Liminality – of, relating to, or being an intermediate state, phase, or condition :
in-between,
transitional “in the liminal state between life and death” –
Deborah Jowitt. I appreciate Deborah’s quote at the end of this. I think it’s from a play she wrote, but that’s not important.

I’ve been reading
From Wild Man to Wise Man: Reflections on Male Spirituality, by Richard Rohr recently. “Liminal space,” as he calls it, is the between stage of death and life. Liminal space is when you’re on the verge of greatness, yet plagued by uncertainty; it’s right after the battle for a new level of life and awareness was at the apex of its intensity and swung the way of newness; it’s when you hit the end of yourself and realize there’s something awesome in front of you, yet you are completely incapable of taking it. It’s letting go, relinquishing control and accepting the change. It’s making a decision to allow a part of you to die so that you can live to a fuller degree. You can’t manipulate your way into or out of liminal space, you can only accept or reject it when it comes.
Like Jonah, you can either be killed in the boat by the storm, or allow yourself to die by jumping into the waves… only to find that God takes you into his protecting and guiding hand, which may look more like the ugly innards of a fish. The time in the fish is that liminal space between death and life. And then you wait.
So what does this look like for me?
About a month ago a thought came to me – “Go to Haiti.” People began asking me about it without my prompting, so I dedicated it to consideration and prayer. Shortly afterward when I asked God if I should go, he spoke to me several times that I should and confirmed it with through a few others. Then, about a week ago, I made my decision to step out of Nicaragua and go to Haiti, not knowing what this will look like.
A few months ago my friend, Baker, and I moved into a pretty
comfortable house. We have wireless internet, a fully furnished kitchen, living room, three bedrooms and “chill” room. It’s great! We enjoy ourselves and for a very reasonable price. Sure, I’m in the second poorest country in the west, but I can easily get my hands on some quality food and go see a movie at the theater on the weekends. It’s not that hard here.
I’ll be leaving this behind and going to the poorest country in the west. I’ll be leaving the house and personal space behind to live in community and, more than likely, a tent.

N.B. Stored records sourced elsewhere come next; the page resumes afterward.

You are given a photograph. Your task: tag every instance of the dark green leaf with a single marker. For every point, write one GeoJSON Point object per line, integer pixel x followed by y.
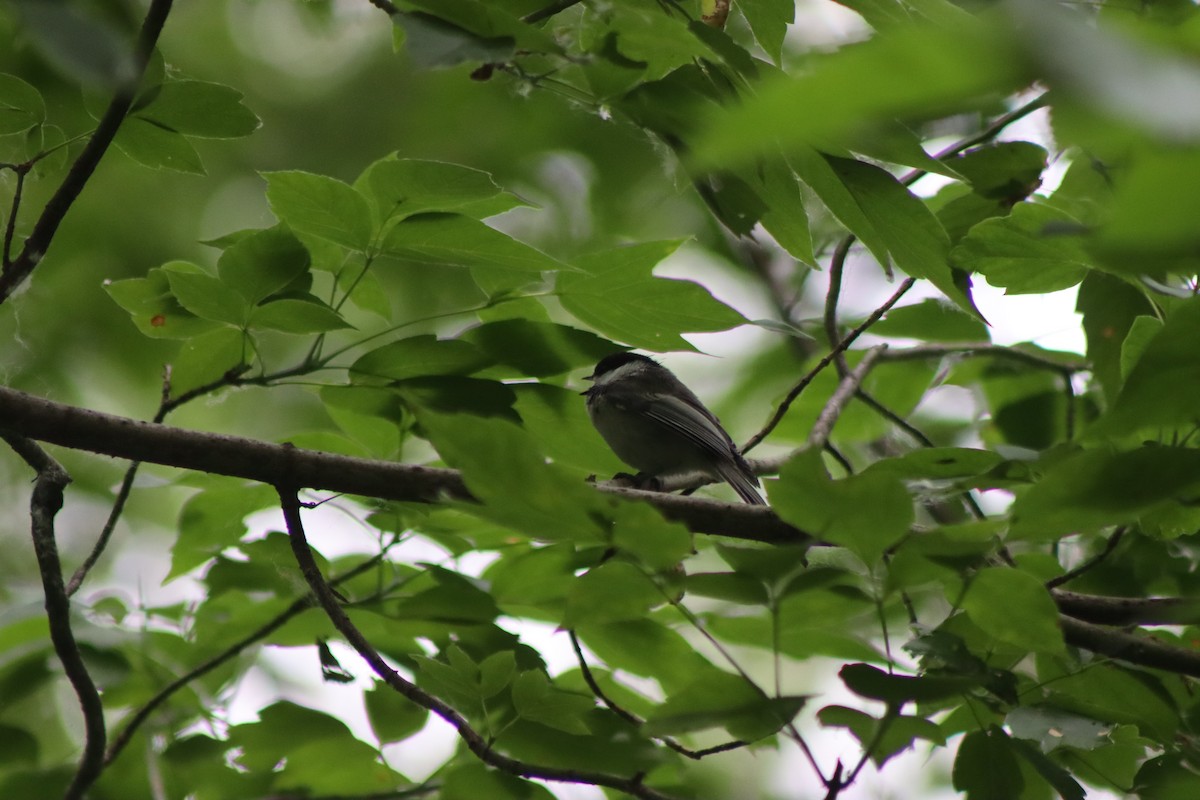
{"type": "Point", "coordinates": [262, 263]}
{"type": "Point", "coordinates": [897, 690]}
{"type": "Point", "coordinates": [1095, 488]}
{"type": "Point", "coordinates": [1023, 252]}
{"type": "Point", "coordinates": [21, 106]}
{"type": "Point", "coordinates": [985, 768]}
{"type": "Point", "coordinates": [454, 240]}
{"type": "Point", "coordinates": [931, 320]}
{"type": "Point", "coordinates": [1003, 170]}
{"type": "Point", "coordinates": [865, 513]}
{"type": "Point", "coordinates": [537, 349]}
{"type": "Point", "coordinates": [611, 593]}
{"type": "Point", "coordinates": [322, 206]}
{"type": "Point", "coordinates": [618, 295]}
{"type": "Point", "coordinates": [1014, 607]}
{"type": "Point", "coordinates": [1163, 384]}
{"type": "Point", "coordinates": [205, 295]}
{"type": "Point", "coordinates": [419, 355]}
{"type": "Point", "coordinates": [393, 716]}
{"type": "Point", "coordinates": [304, 314]}
{"type": "Point", "coordinates": [538, 701]}
{"type": "Point", "coordinates": [913, 236]}
{"type": "Point", "coordinates": [156, 146]}
{"type": "Point", "coordinates": [723, 701]}
{"type": "Point", "coordinates": [201, 109]}
{"type": "Point", "coordinates": [402, 187]}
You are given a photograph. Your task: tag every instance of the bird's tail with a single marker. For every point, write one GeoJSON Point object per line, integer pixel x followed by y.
{"type": "Point", "coordinates": [739, 475]}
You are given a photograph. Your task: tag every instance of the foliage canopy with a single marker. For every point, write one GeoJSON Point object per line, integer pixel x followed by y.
{"type": "Point", "coordinates": [394, 235]}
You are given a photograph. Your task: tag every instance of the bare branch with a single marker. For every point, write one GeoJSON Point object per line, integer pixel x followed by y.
{"type": "Point", "coordinates": [45, 505]}
{"type": "Point", "coordinates": [268, 463]}
{"type": "Point", "coordinates": [474, 741]}
{"type": "Point", "coordinates": [838, 349]}
{"type": "Point", "coordinates": [821, 429]}
{"type": "Point", "coordinates": [1135, 649]}
{"type": "Point", "coordinates": [77, 178]}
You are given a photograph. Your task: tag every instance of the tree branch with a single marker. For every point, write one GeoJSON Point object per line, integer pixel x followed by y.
{"type": "Point", "coordinates": [837, 350]}
{"type": "Point", "coordinates": [269, 463]}
{"type": "Point", "coordinates": [850, 385]}
{"type": "Point", "coordinates": [57, 208]}
{"type": "Point", "coordinates": [303, 603]}
{"type": "Point", "coordinates": [474, 741]}
{"type": "Point", "coordinates": [43, 506]}
{"type": "Point", "coordinates": [1135, 649]}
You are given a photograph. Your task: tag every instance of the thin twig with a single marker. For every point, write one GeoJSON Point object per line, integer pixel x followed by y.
{"type": "Point", "coordinates": [549, 11]}
{"type": "Point", "coordinates": [81, 172]}
{"type": "Point", "coordinates": [589, 679]}
{"type": "Point", "coordinates": [1090, 564]}
{"type": "Point", "coordinates": [821, 429]}
{"type": "Point", "coordinates": [838, 349]}
{"type": "Point", "coordinates": [45, 505]}
{"type": "Point", "coordinates": [480, 746]}
{"type": "Point", "coordinates": [138, 717]}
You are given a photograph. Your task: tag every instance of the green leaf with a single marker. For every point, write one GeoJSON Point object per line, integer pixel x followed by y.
{"type": "Point", "coordinates": [538, 701]}
{"type": "Point", "coordinates": [17, 746]}
{"type": "Point", "coordinates": [1109, 306]}
{"type": "Point", "coordinates": [985, 768]}
{"type": "Point", "coordinates": [159, 148]}
{"type": "Point", "coordinates": [21, 104]}
{"type": "Point", "coordinates": [199, 108]}
{"type": "Point", "coordinates": [886, 738]}
{"type": "Point", "coordinates": [303, 314]}
{"type": "Point", "coordinates": [1096, 488]}
{"type": "Point", "coordinates": [913, 236]}
{"type": "Point", "coordinates": [611, 593]}
{"type": "Point", "coordinates": [937, 463]}
{"type": "Point", "coordinates": [505, 471]}
{"type": "Point", "coordinates": [1002, 170]}
{"type": "Point", "coordinates": [211, 521]}
{"type": "Point", "coordinates": [205, 359]}
{"type": "Point", "coordinates": [322, 206]}
{"type": "Point", "coordinates": [455, 240]}
{"type": "Point", "coordinates": [769, 20]}
{"type": "Point", "coordinates": [1110, 693]}
{"type": "Point", "coordinates": [537, 349]}
{"type": "Point", "coordinates": [393, 716]}
{"type": "Point", "coordinates": [1023, 253]}
{"type": "Point", "coordinates": [403, 187]}
{"type": "Point", "coordinates": [471, 781]}
{"type": "Point", "coordinates": [205, 295]}
{"type": "Point", "coordinates": [865, 513]}
{"type": "Point", "coordinates": [431, 42]}
{"type": "Point", "coordinates": [1144, 329]}
{"type": "Point", "coordinates": [723, 701]}
{"type": "Point", "coordinates": [298, 738]}
{"type": "Point", "coordinates": [931, 320]}
{"type": "Point", "coordinates": [641, 531]}
{"type": "Point", "coordinates": [897, 690]}
{"type": "Point", "coordinates": [916, 71]}
{"type": "Point", "coordinates": [1014, 607]}
{"type": "Point", "coordinates": [262, 263]}
{"type": "Point", "coordinates": [77, 41]}
{"type": "Point", "coordinates": [1054, 728]}
{"type": "Point", "coordinates": [1163, 384]}
{"type": "Point", "coordinates": [419, 355]}
{"type": "Point", "coordinates": [154, 308]}
{"type": "Point", "coordinates": [618, 295]}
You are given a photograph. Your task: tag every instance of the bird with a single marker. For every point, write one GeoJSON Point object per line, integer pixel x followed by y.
{"type": "Point", "coordinates": [658, 426]}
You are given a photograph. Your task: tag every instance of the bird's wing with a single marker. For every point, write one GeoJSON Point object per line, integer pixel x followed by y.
{"type": "Point", "coordinates": [694, 423]}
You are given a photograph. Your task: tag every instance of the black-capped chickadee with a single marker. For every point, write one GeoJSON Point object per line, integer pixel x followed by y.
{"type": "Point", "coordinates": [658, 426]}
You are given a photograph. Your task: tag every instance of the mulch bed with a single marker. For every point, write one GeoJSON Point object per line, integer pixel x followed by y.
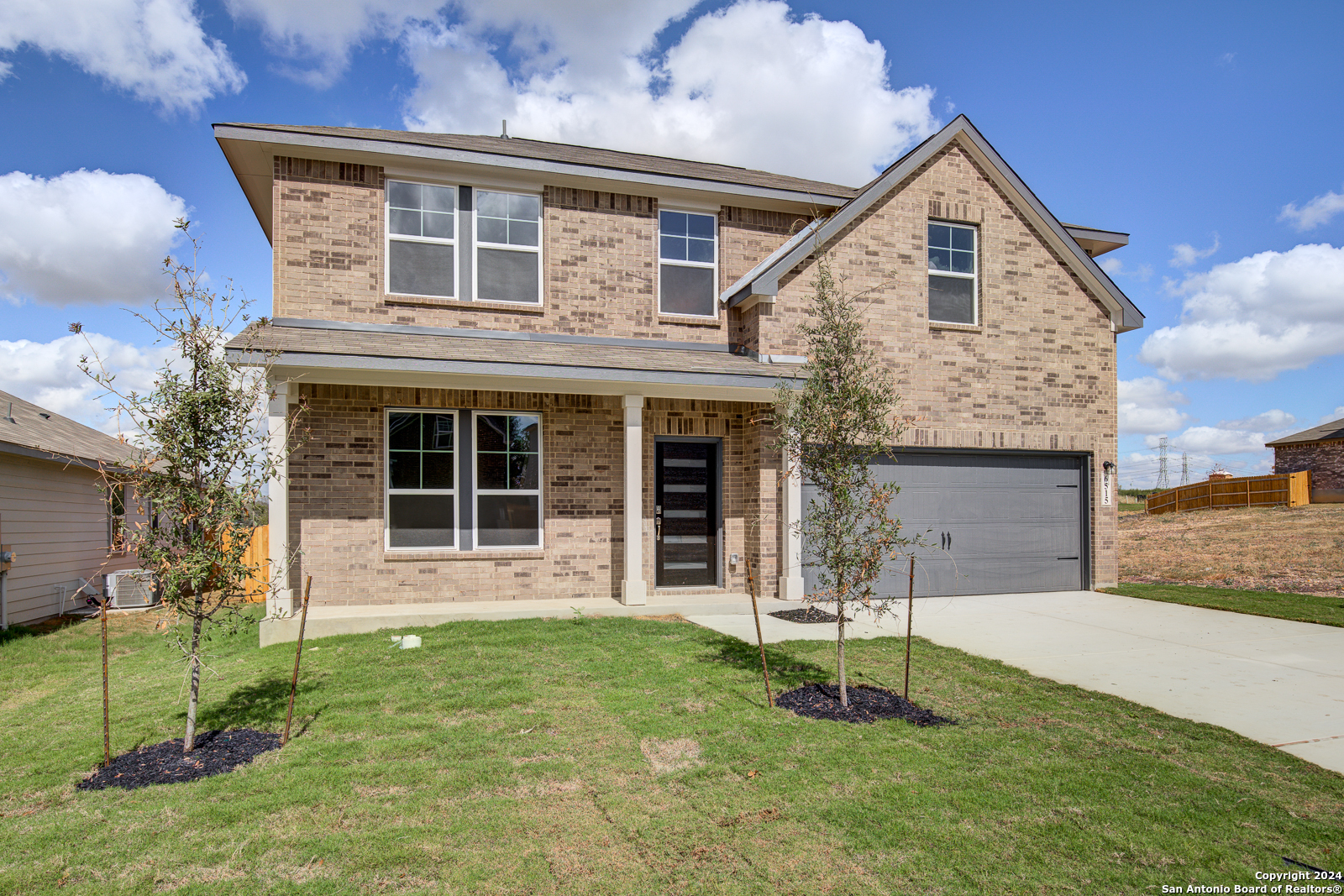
{"type": "Point", "coordinates": [867, 705]}
{"type": "Point", "coordinates": [215, 752]}
{"type": "Point", "coordinates": [808, 614]}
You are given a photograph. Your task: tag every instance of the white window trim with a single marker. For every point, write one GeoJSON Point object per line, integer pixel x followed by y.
{"type": "Point", "coordinates": [387, 479]}
{"type": "Point", "coordinates": [477, 244]}
{"type": "Point", "coordinates": [658, 273]}
{"type": "Point", "coordinates": [434, 241]}
{"type": "Point", "coordinates": [541, 479]}
{"type": "Point", "coordinates": [974, 277]}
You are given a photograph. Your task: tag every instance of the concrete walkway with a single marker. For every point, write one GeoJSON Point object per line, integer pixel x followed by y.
{"type": "Point", "coordinates": [1276, 681]}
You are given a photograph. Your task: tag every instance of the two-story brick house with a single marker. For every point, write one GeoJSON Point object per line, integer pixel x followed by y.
{"type": "Point", "coordinates": [504, 344]}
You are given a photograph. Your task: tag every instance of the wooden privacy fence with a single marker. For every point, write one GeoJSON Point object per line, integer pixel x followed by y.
{"type": "Point", "coordinates": [1294, 490]}
{"type": "Point", "coordinates": [259, 558]}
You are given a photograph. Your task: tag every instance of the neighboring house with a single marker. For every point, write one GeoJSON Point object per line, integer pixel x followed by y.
{"type": "Point", "coordinates": [504, 344]}
{"type": "Point", "coordinates": [1320, 450]}
{"type": "Point", "coordinates": [64, 528]}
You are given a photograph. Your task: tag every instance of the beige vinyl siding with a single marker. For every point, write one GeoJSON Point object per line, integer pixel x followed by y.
{"type": "Point", "coordinates": [57, 520]}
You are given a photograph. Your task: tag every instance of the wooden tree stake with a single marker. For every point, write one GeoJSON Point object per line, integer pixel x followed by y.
{"type": "Point", "coordinates": [299, 653]}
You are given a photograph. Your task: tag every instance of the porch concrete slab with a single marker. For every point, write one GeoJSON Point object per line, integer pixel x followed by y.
{"type": "Point", "coordinates": [376, 617]}
{"type": "Point", "coordinates": [1276, 681]}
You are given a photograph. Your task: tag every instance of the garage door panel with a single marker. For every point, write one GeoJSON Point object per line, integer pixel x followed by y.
{"type": "Point", "coordinates": [1015, 523]}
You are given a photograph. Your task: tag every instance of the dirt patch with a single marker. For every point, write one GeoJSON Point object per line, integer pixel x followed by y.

I’m leaving my comfort and security and stepping into brokenness and uncertainty. Haiti has literally been
torn apart, but there are awesome reports of how
it is on the mend. God is doing a new thing in that country and the Spirit is moving in tremendous ways! There is this feeling inside of me that says, “Yes! This is good. This is the Kingdom.” I’m stepping out in faith and am waiting on God. There are dreams I have of my future, but I’m putting them on the line. I’ve got my hopes and prayers, things I believe the Lord has spoken to me, but they are not for now. I believe faithfulness in this will lead to a new level of freedom, life and kingdom awareness, but the passage there is through darkness and uncertainty.